The liner notes read like a who’s who of unsung Chicago musical heroes like sax playing songwriter John Fournier, drummers Dan Massey and Gerald Dowd, bassist Brett Simons, powerhouse country vocalist Joy Lynn White and fiddle player Kathleen Keane.
The more abstract aesthetic was aided by indie rock engineering maverick Steve Albini, who wove some bridges between songs. Although the literary worlds were absorbed in writing the songs, only one sounds far in that extreme — “My Tormentor,” a song of somber delicacy balanced by piano and strings. Others — the pop rock “Mad At A Girl” and soulful “Anything For Love” — blush with oscillating melodies, unexpected turns around the corner that explode and lyrical worlds that have a kind of bent reality.
Half way through recording, Fulks sent what he had to a dozen labels that had shown interest in putting out his next record.
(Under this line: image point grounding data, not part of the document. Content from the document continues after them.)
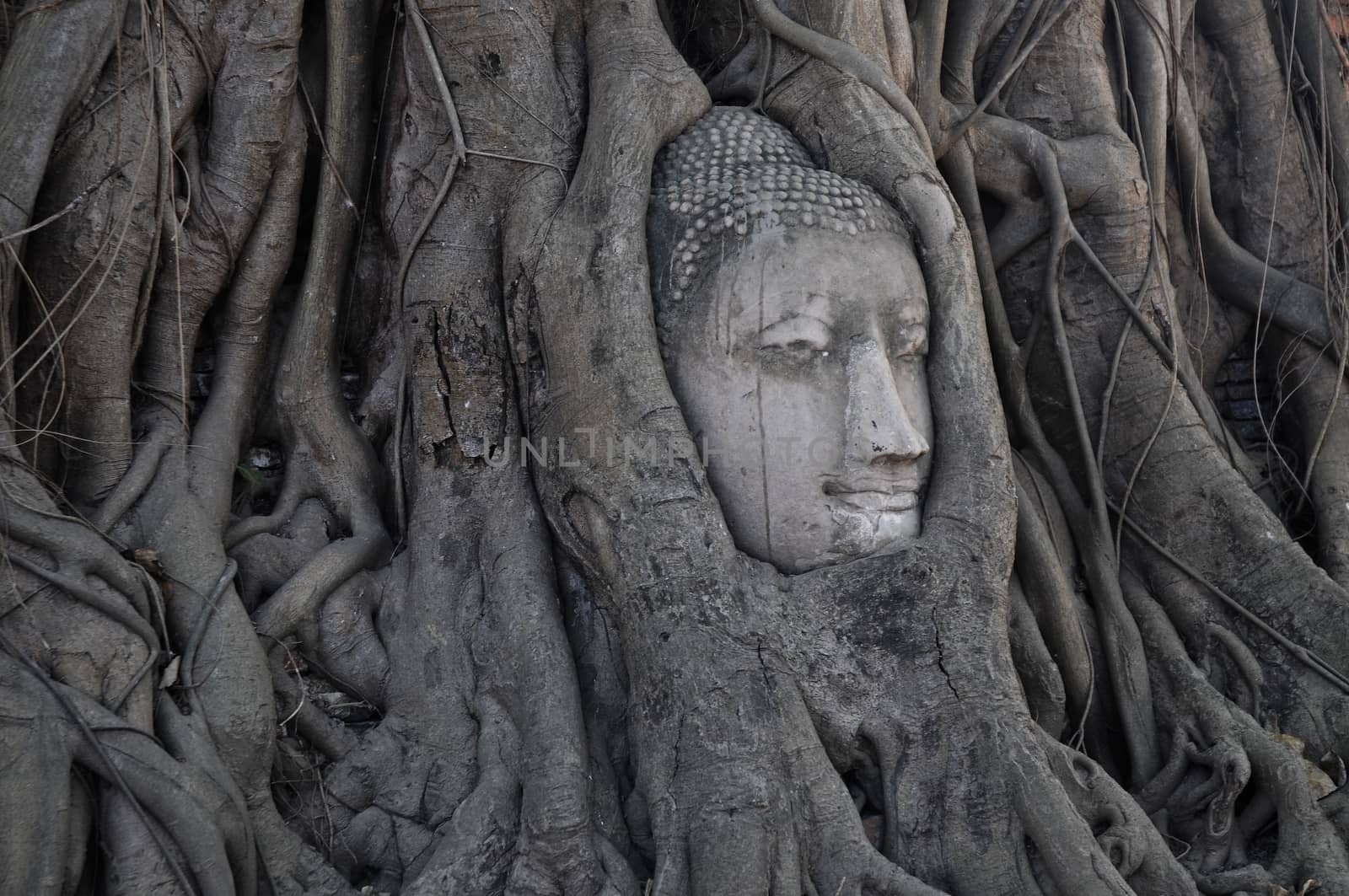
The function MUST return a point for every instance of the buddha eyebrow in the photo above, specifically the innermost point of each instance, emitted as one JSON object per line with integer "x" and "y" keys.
{"x": 793, "y": 316}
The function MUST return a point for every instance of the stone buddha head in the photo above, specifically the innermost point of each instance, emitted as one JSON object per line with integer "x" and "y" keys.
{"x": 793, "y": 319}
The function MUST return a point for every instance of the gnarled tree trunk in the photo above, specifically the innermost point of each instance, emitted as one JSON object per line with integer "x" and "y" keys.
{"x": 321, "y": 323}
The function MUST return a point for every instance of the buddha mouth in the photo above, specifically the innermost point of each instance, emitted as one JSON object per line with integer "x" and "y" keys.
{"x": 892, "y": 500}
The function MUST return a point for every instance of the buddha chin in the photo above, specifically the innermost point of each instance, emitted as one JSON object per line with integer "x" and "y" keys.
{"x": 798, "y": 350}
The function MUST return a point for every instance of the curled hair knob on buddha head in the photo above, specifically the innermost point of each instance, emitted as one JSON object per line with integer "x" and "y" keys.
{"x": 735, "y": 173}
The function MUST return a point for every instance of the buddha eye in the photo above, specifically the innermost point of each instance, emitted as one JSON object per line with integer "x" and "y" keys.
{"x": 799, "y": 335}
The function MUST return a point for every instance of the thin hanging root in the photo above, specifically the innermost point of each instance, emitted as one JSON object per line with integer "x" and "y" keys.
{"x": 1239, "y": 276}
{"x": 456, "y": 158}
{"x": 1120, "y": 633}
{"x": 845, "y": 58}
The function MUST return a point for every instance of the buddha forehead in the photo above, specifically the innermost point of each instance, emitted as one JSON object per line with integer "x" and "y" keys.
{"x": 734, "y": 179}
{"x": 831, "y": 276}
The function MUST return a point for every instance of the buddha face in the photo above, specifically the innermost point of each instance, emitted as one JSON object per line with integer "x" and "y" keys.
{"x": 802, "y": 370}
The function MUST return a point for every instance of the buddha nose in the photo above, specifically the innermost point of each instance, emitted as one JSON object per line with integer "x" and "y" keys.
{"x": 881, "y": 432}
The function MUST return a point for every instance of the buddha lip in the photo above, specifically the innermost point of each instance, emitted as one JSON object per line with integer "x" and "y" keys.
{"x": 899, "y": 498}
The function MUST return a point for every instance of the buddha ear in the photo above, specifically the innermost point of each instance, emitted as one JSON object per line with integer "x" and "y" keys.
{"x": 593, "y": 532}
When they heard it was a departure from what they knew, half of the labels “quickly ducked behind the bushes” he said.
The other half offered what Geffen had previously put on the table: a multiple album contract plus a small royalty rate. Fulks walked away.
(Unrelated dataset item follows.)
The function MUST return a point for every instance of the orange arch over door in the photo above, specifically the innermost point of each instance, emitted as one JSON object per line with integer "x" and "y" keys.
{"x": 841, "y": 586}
“It’s too high a price to…be with a company for the next five years. To me, the next five or six years is the rest of my career. I don’t see myself doing this at 50. It’s a young man’s trade, going out in a van 100 days a year. I’d rather be doing something else,” he said. “I had been thinking for awhile about trying it on my own and because this was the proverbial departure record and that was creating some problems with some of the people…my wife and I thought this was the one to try it out on,” he said.
One label that passed was Bloodshot, his home for his first two albums. Instead, the label will help distribute the record in stores while Fulks also offers it on his website.
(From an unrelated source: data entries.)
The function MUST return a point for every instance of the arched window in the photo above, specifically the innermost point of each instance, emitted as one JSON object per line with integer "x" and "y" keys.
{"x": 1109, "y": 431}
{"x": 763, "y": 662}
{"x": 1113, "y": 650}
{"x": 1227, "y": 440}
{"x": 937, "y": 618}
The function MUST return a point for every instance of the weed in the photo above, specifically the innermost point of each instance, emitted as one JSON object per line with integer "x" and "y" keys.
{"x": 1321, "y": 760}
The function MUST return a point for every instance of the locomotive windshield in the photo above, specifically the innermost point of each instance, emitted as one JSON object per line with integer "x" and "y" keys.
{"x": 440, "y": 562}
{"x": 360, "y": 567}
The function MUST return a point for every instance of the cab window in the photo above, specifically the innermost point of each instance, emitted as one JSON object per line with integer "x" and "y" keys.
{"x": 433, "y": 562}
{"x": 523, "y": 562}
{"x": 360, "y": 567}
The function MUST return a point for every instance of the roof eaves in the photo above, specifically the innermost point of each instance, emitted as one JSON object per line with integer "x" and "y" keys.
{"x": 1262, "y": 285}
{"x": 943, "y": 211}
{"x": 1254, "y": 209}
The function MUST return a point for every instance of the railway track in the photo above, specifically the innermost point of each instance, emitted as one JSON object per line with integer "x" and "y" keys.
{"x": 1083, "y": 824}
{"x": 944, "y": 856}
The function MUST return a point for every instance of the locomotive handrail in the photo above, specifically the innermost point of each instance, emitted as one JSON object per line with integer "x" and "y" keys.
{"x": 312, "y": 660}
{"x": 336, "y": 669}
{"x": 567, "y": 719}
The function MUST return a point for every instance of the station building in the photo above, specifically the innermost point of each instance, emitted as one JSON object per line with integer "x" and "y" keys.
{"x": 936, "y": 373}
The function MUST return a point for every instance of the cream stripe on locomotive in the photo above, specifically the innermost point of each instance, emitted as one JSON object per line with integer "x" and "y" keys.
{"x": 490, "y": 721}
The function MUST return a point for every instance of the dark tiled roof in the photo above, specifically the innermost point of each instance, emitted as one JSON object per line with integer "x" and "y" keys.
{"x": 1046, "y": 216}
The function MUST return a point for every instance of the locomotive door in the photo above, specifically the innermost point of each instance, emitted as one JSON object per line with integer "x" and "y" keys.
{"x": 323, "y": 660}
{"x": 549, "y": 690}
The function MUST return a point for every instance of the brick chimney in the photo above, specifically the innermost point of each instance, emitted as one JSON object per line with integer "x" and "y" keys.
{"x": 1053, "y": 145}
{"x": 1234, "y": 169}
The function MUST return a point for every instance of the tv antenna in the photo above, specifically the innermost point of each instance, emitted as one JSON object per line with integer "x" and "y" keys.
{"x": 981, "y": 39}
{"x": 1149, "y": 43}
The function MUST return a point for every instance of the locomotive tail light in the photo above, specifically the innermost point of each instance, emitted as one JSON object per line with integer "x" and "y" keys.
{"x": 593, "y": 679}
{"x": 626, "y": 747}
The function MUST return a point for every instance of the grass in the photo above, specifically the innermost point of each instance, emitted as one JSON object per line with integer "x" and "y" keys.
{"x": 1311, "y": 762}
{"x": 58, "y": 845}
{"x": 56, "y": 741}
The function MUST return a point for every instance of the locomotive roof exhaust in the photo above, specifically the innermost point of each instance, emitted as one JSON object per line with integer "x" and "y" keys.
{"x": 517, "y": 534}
“The record isn’t really a Bloodshot record,” explained Bloodshot co-owner Rob Miller. “We thought having the Bloodshot name on it might unduly influence people who love him from the country stuff and might be disappointed that its not a consistently country record. Or affect the people who don’t like Bloodshot because they don’t like country and wouldn’t give it a chance.”
Miller admits it took a few listens himself to understand where Fulks was heading. “It’s a ballsy move on his part, especially given the climate of music today where everyone listens to (albums) once and discards or embraces them. This one takes a lot of perseverance.”
Fulks will play a CD launch party tonight at Martyrs, where he’ll be joined by a few players on the album, including some players in his past bands and Fournier who will lead a horn section.
The change in direction follows other recent life moves. Two years ago he moved from Brookfield to Lindenhurst, with his two kids and wife Donna, a voiceover artist and actress. Playing over 100 dates a year, he thought it best to be near inlaws for babysitting duties.
He also stumbled upon a second career as an essayist. After writing a column on his website to try to induce return hits, he began getting requests from different publications that wanted to reprint them. He is now in discussions with a literary agent interested in collecting them in a book and one of them — about dealing with beaurocrats from the IRS — just made Nick Hornsby’s forthcoming Best Rock Writing annual.
“It’s amazing to me that for sitting down at night and writing these stupid things to keep people coming to the website, that in a short amount of time, it’s led to other things. Whereas, I’ve been doing this music thing for 30 years and have been barely pumping life into it year after year,” Fulks said, laughing. “I mean, it’s the thing that I really do.”